I learned to hate my arms, my stomach, and my thighs even though no one ever said anything negative about them. But they sure didn't look like those girls on my favorite shows or in the magazines. They still don't. Learning to pose has probably been the "best" thing I ever learned to hide what I didn't want others to notice. You know what though? Nobody really notices. And if they do, it's usually not about you. As I have aged, other things have popped up that I'll think about. The little pooch in my belly that just won't go away (hello, uterus), the dimples on my bum, the thighs that always touch, my rounder face, and gravity slowly pulling everything down. The good thing with age, though, is you start to not care as much.

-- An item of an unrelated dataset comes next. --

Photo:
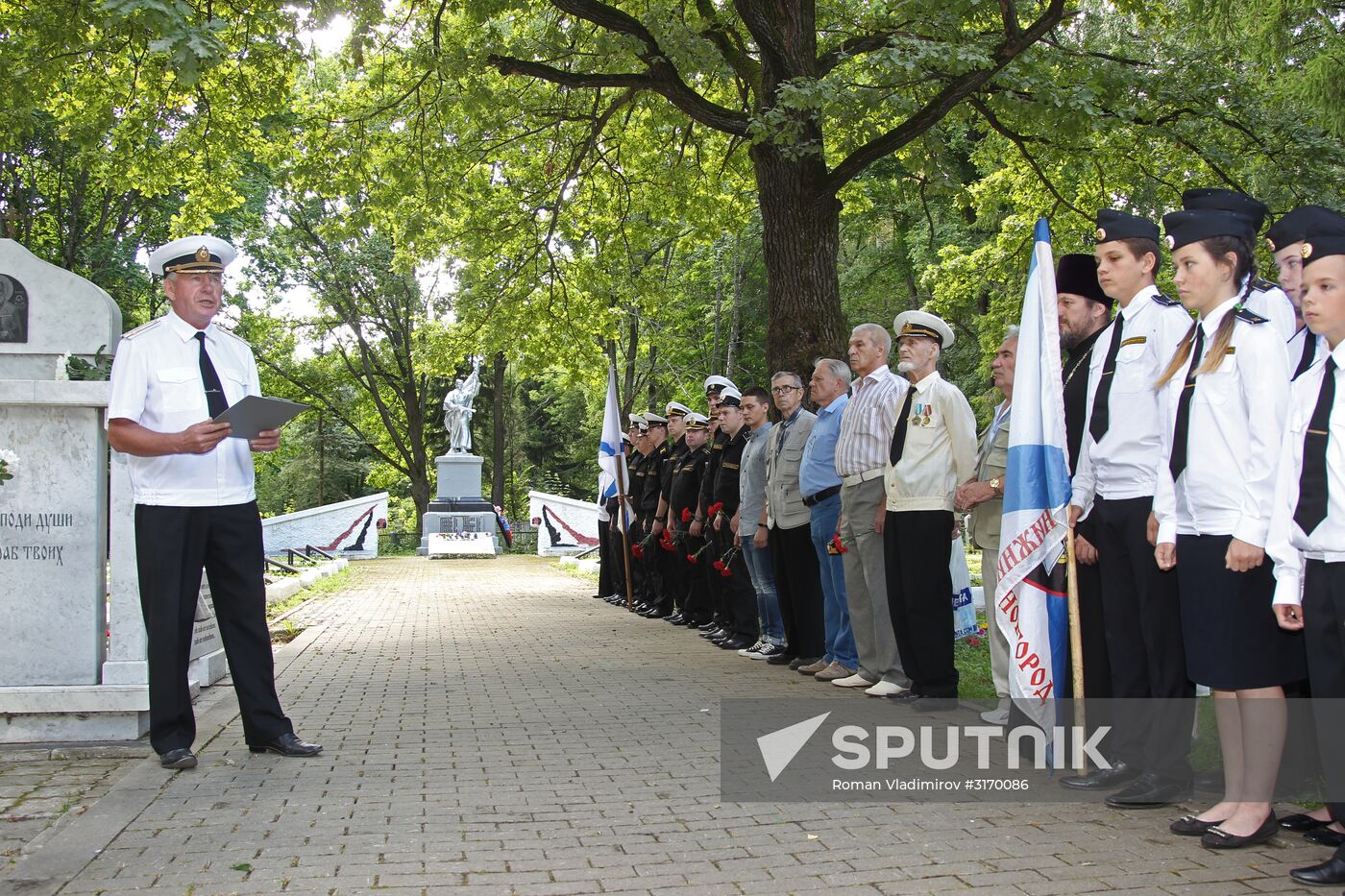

Being on vacation or away from your usual routine is difficult. You're eating different foods, not sleeping as well, drinking more alcohol potentially. Your body looks different on vacation sometimes. I truly felt this during my trip to California. Everything felt tight and my stomach was always bloated. I was working out, but hadn't gotten to the point where I was noticing a difference. Honestly, I was having the hardest time and started to notice I was starting to try to appear as small as possible. And I made myself say "fuck that". This is me. Bloated, dimpled, a little wrinkled, and having the best time.
If you're feeling any kind of way about your appearance, I highly recommend trying to follow people on social media who have a similar body type to yours and also those body types that are different! Finding a few people who are my size and being able to see them wearing certain clothing items or doing certain things and relaxing in their own bodies was like a big sigh of relief. I finally had permission to just be. So, if you don't feel like you have that permission, I'm giving it to you. You can exist just as you are right now.